In total, India batted 139.3 overs — 837 balls, which is 454 more than what the visitors did in their first dig. And as is the ritual, the kiss of death came from their lower-order batters, the last five wickets adding a total of 232 runs.

By the time Cummins castled Axar Patel with a clever cutter, the Aussies had already mentally checked out. The will to compete had been squeezed out of them.

READ: Despite Kohli's slump, India’s batting potential at home is stronger than ever

With the ball, India employ a different tactic: the speed kill. 

It is fast, and while it’s not nearly as excruciating as the slow-poison, it tends to leave a long-lasting scar on the enemy, affecting them even when they respawn and brace themselves for the following encounter. 

In recent years, South Africa (2019), England (2021) and Sri Lanka (2022) have all experienced this. On Saturday in Nagpur, Australia became the latest victim of the speed-kill.

32.3 overs and the game was done — done for good. The match ended in a flash, right in front of Australia’s eyes. 

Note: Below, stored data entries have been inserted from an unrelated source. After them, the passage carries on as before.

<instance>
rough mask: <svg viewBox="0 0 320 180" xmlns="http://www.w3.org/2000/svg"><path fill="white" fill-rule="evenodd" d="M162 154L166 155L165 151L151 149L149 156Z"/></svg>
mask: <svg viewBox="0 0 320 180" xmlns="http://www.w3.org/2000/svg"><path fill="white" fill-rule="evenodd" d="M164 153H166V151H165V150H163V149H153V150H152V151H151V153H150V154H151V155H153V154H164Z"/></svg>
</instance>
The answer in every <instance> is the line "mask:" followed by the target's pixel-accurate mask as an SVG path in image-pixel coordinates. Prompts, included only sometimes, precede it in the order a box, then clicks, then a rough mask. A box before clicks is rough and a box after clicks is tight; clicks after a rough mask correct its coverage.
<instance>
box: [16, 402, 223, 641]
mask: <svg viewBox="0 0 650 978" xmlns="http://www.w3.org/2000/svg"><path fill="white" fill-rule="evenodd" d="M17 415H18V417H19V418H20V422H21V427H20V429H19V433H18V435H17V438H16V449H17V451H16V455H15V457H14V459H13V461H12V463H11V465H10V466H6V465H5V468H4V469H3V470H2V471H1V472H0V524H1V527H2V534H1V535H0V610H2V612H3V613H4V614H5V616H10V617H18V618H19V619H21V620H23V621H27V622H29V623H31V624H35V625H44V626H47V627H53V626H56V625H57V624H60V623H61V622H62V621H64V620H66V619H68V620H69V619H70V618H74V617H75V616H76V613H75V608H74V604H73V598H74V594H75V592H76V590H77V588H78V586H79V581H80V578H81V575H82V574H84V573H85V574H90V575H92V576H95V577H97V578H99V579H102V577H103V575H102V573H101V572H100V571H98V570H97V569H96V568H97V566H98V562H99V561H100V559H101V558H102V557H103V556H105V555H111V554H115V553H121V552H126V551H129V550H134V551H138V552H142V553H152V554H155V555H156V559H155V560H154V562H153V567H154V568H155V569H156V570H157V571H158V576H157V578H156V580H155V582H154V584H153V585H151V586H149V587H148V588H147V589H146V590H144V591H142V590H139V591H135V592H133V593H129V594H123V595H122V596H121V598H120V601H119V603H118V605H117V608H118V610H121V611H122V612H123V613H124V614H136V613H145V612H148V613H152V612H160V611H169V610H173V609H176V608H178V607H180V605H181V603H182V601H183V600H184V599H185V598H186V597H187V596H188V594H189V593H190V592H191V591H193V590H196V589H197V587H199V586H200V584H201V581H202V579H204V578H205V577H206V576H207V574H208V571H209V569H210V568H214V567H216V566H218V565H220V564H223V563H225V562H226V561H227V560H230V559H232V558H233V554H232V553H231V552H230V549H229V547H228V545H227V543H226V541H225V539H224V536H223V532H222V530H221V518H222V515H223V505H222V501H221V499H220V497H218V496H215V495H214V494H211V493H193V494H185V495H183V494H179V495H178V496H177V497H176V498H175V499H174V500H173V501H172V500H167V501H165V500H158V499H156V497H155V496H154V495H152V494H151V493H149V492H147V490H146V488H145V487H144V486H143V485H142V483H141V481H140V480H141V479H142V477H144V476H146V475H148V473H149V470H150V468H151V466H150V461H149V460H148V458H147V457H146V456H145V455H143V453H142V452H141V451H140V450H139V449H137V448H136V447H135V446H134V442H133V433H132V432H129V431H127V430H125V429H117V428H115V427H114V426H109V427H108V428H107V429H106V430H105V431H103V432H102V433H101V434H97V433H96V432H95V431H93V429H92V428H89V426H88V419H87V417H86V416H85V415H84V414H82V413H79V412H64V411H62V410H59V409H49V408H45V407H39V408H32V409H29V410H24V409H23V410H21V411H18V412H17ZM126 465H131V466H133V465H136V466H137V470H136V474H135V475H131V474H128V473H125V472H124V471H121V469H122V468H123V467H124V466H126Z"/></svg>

It was so quick that by the 19th over of the innings, Steve Smith figured he’d be better off simply treating the rest of the contest as a net session and focusing on improving his average by getting that precious red-inker. To his credit, he managed it (with a bit of help from Jadeja).

Usually for the speed-kill, India’s designated assassins are Ashwin ( LHB specialist) and Jadeja (RHB specialist). And against a batting unit that leans left, Ashwin seamlessly completed five kills.

In the first innings, the Aussie batters somehow tricked themselves into thinking that the pitch was doing tricks and that led to their downfall. As it turned out, the supposed doctoring  outside the left-hander’s off-stump ended up not even mattering. 

Warner and Khawaja falling to seamers, Head being axed and Renshaw perishing on the first ball to Jadeja (from round the wicket) meant that the much hyped Ashwin vs LHB contest did not even happen in the first place.

Come the second innings, there were actual demons on the surface. The ball was starting to turn square and batting was infinitely more difficult than what it was on Day 1. Certainly as a batter, you needed as much luck as skill to survive. 

Unsurprisingly, Australia’s left-handers did not stand a chance against Ashwin. The real one, that is.

The Aussie Top seven consisted of four left-handers and Ashwin, in the second innings, ended up taking out every single one of them.

Usman Khawaja was the first to go. Having spent the good part of the previous 12 months convincing the world that he was a much-improved player against spin, Khawaja, on Day 3, almost undid an entire year’s hard-work with a drive that was so loose that it made you cringe. Ashwin didn’t even try to get Khawaja out but he got him anyway, caught at first slip.

Warner should have been caught at first slip too, but Kohli’s presence gave him a reprieve. But as we all guessed it when the catch went down, the drop didn’t matter. Warner missed one that came in with the angle and, as a result, saw his average in India drop to 22.16.

Renshaw, like Khawaja, did not make Ashwin work hard and the off-spinner was too smart to be put off by Carey’s sweep and hope  tactic. 

4 left-handers scalped inside 55 balls. Australia’s back-broken. Speed-kill complete.

In the aftermath of the encounter, skipper Rohit Sharma spoke wise words.

“The last few years, the kind of pitches we are playing in India, you need to have application and some sort of plan to score runs,” Rohit said.

It is what was lacking when it came to the Australian batters. Barring Carey, no batter had a definitive plan to score runs against spin. 

And though both Smith and Labuschagne showed application, neither player had a clear game-plan that made the Indian spinners re-think their tactics.

In Delhi, Australia will be boosted by the return of Cameron Green — admittedly a quick learner who in Sri Lanka showed he can play spin well — but if they are to pose any threat, at all, to this Indian side at home, they’ll have to learn from their mistakes in Nagpur, which were plenty.

Easier said than done, for, as attested earlier, speed-kills like the one in the second innings tends to scar sides.

In the lead-up to the series, 2-1 India was the most popular prediction amongst fans and experts alike. Three days in, 4-0 looks like a genuine possibility.